Rakordal Triwulan III PEMDA DIY di INNA GARUDA HOTEL

Inna Garuda, Yogyakarta - Selasa, 15 November 2016

Dalam menarik wisatawan untuk tinggal lebih lama di Yogyakarta dibutuhkan jiwa intrepreneurship di berbagai bidang. Dalam hal ini diperlukan pemikiran yang tidak hanya berbicara secara lokal, namun harus berskala internasional. Demikian Gubernur DIY, Sultan Hamengku Buwono X pada dialog interaktif di Inna Garuda Selasa, (15/11).

Dalam konteks ini para birokrat perlu adanya pelatihan interprenuership dan tidak hanya paham mengenai leadership saja.
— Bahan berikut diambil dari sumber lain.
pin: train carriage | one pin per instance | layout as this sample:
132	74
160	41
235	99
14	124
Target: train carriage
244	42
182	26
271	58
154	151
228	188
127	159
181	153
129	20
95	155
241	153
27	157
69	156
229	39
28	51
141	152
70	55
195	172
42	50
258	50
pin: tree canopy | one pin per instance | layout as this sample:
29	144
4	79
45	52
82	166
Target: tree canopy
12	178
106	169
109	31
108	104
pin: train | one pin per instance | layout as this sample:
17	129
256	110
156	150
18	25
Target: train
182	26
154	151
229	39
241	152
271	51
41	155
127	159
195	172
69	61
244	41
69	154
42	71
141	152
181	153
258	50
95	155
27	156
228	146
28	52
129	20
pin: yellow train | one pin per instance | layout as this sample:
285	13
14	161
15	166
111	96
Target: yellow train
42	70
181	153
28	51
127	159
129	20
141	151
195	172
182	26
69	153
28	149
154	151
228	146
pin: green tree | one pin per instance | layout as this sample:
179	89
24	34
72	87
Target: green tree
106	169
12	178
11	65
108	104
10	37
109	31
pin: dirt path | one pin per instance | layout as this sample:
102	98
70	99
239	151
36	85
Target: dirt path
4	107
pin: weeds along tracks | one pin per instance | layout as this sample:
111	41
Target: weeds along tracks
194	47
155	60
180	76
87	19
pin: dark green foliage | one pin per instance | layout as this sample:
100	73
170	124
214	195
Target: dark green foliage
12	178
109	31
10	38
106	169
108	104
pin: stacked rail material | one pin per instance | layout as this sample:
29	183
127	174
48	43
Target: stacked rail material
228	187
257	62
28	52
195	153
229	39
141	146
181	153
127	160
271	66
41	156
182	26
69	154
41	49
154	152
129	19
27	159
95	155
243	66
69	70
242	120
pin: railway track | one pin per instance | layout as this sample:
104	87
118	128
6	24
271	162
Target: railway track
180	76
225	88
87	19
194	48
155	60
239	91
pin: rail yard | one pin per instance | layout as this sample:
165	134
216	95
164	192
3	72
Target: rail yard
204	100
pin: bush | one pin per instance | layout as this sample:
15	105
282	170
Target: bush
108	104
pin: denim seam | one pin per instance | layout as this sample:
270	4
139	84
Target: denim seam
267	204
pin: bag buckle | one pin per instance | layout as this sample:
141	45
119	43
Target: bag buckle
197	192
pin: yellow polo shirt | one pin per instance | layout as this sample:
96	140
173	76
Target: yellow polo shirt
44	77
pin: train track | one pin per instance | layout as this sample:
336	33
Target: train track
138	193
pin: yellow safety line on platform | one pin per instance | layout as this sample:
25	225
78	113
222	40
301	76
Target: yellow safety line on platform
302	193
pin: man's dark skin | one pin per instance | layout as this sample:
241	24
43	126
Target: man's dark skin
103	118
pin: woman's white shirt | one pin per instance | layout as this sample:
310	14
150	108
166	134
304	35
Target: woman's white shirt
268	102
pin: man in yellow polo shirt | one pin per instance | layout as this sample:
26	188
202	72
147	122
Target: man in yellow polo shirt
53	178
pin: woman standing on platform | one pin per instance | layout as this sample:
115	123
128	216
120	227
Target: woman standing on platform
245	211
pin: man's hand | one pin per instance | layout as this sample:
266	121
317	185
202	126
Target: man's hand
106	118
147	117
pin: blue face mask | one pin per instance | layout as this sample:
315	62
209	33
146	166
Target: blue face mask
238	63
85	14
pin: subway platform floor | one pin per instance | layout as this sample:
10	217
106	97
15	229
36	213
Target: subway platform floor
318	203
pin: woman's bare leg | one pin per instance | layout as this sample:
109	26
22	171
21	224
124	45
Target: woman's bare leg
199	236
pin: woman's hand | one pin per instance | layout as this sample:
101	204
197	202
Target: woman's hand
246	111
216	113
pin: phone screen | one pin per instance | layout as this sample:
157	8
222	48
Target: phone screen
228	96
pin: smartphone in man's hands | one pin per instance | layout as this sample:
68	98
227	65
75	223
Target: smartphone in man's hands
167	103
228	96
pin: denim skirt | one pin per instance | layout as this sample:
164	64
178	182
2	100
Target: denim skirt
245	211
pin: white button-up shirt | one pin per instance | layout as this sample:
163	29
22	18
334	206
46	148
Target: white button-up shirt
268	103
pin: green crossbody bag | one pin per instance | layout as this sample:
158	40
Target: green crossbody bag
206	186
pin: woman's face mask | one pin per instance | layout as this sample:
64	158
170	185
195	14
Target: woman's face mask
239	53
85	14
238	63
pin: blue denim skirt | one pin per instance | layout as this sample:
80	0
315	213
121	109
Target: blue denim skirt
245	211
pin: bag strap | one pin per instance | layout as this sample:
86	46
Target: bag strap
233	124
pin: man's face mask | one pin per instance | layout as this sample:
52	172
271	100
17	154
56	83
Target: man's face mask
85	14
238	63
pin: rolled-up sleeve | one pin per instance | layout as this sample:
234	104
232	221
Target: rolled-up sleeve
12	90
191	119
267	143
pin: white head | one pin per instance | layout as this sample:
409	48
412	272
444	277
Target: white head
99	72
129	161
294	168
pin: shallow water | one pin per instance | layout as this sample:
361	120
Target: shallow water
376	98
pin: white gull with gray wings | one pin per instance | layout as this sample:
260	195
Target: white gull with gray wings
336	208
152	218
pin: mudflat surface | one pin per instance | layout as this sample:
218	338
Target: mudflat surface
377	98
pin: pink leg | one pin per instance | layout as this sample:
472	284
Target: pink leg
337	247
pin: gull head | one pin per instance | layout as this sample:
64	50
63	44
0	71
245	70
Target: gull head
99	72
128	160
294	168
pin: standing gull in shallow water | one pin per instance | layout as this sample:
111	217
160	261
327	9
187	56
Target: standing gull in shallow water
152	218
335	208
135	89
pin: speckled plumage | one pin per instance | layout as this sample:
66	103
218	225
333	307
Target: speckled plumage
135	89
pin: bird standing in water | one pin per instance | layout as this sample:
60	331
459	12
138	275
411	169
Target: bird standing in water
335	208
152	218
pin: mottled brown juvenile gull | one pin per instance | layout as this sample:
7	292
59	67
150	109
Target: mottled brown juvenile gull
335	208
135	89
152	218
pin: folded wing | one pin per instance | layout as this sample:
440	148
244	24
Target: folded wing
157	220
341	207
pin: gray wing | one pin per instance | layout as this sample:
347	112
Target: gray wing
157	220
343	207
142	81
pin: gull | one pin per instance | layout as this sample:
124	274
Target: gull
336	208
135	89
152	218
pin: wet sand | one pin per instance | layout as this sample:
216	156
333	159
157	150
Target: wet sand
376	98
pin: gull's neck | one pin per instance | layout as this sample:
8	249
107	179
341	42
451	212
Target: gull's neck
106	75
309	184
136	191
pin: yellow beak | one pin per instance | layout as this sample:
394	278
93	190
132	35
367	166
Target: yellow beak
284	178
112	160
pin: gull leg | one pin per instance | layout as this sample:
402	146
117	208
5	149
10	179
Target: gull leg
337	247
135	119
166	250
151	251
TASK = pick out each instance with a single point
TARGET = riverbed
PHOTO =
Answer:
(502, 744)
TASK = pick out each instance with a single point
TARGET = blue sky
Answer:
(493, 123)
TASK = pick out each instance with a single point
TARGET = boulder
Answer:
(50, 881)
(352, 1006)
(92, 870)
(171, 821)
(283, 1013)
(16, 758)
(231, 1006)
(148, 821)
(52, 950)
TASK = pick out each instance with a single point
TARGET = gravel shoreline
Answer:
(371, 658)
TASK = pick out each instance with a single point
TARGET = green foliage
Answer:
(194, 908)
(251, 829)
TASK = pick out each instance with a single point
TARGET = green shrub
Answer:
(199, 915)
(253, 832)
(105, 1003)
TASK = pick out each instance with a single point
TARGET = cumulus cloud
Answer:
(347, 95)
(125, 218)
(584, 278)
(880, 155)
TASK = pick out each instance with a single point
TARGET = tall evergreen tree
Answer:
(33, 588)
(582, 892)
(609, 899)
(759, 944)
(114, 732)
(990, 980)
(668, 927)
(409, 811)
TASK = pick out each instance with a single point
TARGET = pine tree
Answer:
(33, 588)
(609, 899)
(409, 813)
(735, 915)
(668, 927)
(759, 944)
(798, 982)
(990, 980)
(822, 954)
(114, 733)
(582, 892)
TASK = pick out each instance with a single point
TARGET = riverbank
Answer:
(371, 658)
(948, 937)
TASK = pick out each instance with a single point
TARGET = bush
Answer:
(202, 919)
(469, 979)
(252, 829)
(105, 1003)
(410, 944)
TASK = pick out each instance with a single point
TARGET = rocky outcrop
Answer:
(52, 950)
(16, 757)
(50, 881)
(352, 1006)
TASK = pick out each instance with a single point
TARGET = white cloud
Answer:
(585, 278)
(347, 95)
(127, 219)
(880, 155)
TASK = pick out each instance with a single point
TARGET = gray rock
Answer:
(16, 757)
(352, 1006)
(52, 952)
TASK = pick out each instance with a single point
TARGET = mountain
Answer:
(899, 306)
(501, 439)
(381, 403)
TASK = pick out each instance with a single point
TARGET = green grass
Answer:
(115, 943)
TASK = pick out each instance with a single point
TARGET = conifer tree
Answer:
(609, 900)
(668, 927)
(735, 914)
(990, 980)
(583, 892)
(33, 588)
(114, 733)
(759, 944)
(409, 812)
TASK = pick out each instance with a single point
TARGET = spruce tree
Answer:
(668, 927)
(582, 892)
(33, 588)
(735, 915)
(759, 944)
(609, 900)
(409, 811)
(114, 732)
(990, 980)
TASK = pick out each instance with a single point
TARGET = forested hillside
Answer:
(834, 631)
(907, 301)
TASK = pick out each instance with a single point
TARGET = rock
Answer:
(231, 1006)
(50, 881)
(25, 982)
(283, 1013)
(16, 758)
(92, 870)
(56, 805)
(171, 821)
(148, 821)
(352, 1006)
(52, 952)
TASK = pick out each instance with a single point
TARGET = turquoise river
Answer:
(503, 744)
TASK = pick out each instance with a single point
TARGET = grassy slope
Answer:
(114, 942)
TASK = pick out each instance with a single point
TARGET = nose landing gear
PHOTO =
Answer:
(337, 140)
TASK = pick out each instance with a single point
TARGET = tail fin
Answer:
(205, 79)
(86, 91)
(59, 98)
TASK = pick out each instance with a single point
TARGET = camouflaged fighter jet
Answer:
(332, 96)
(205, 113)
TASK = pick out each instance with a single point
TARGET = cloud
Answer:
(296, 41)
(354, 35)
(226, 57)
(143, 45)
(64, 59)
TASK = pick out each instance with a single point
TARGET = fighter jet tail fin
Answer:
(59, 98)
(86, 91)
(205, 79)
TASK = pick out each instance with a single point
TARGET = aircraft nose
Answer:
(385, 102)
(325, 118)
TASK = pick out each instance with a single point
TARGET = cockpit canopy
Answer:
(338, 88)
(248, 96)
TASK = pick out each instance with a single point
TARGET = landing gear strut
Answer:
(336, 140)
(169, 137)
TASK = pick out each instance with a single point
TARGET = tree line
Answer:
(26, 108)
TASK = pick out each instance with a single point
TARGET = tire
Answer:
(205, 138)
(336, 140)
Bagaimana DIY bisa menahan wisatawan dengan berbagai obyek wisata yang menarik untuk tinggal lebih lama di Yogyakarta sehingga akan lebih mendorong berkembangnya kegiatan di berbagai sektor, tandasnya.

Kegiatan dialog interaktif yang diusung dalam Rakor Pengendalian Pembangunan Daerah Triwulan III tahun 2016 ini menghadirkan nara sumber  selain Gubernur DIY  juga Wagub DIY, Paku Alam X; Wakil Ketua DPRD DIY, Arif Noor Hartanto; Kepala Bappeda serta Sekda DIY dengan pembahas  Indra Wicaksono.Adapun tema yang diusung adalah : Bandara Baru di Kulon Progo Dalam Meningkatkan Kesejahteraan Masyarakat.

 

Dalam kesempatan tersebut diserahkan pula rapor Tri wulan III untuk setiap SKPD DIY. Adapun Hasil Kinerja Terbaik Eselon II adalah  Dinas Tenaga Kerja dan Transmigrasi sedangkan menduduki peringkat terbawah adalah dari Biro Administrasi Perekonomian Setda DIY. Sedangkan Untuk Kinerja Eselon III peringkat terbaik diperoleh Balai Pengembangan Teknologi Tepat Guna dan terendah oleh Sekretariat Parampara Praja.

Hadir pula dalam kesempatan tersebut adalah para Bupati/Wali Kota se DIY UNTUK menandatangani Kesepakatan Bersama antara Pemerintah Daerah Istimewa Yogyakarta yang dilakukan oleh Gubernur DIY selaku Pihak Pertama dengan Pihak Pemerintah Kabupaten Kulon Progo, Kabupaten Bantul, Kabupaten Gunungkidul, Kabupaten Sleman dan Pemerintah Kota Yogyakarta.

Maksud kesepakatan bersama ini adalah untuk bersinergi dalam rangka mengintegrasikan data pembangunan daerah antara para pihak tersebut,  yang bertujuan untuk mewujudkan ketersediaan data pembangunan DIY yang terintegrasi, akurat, mutakhir, lengkap dan akuntabel.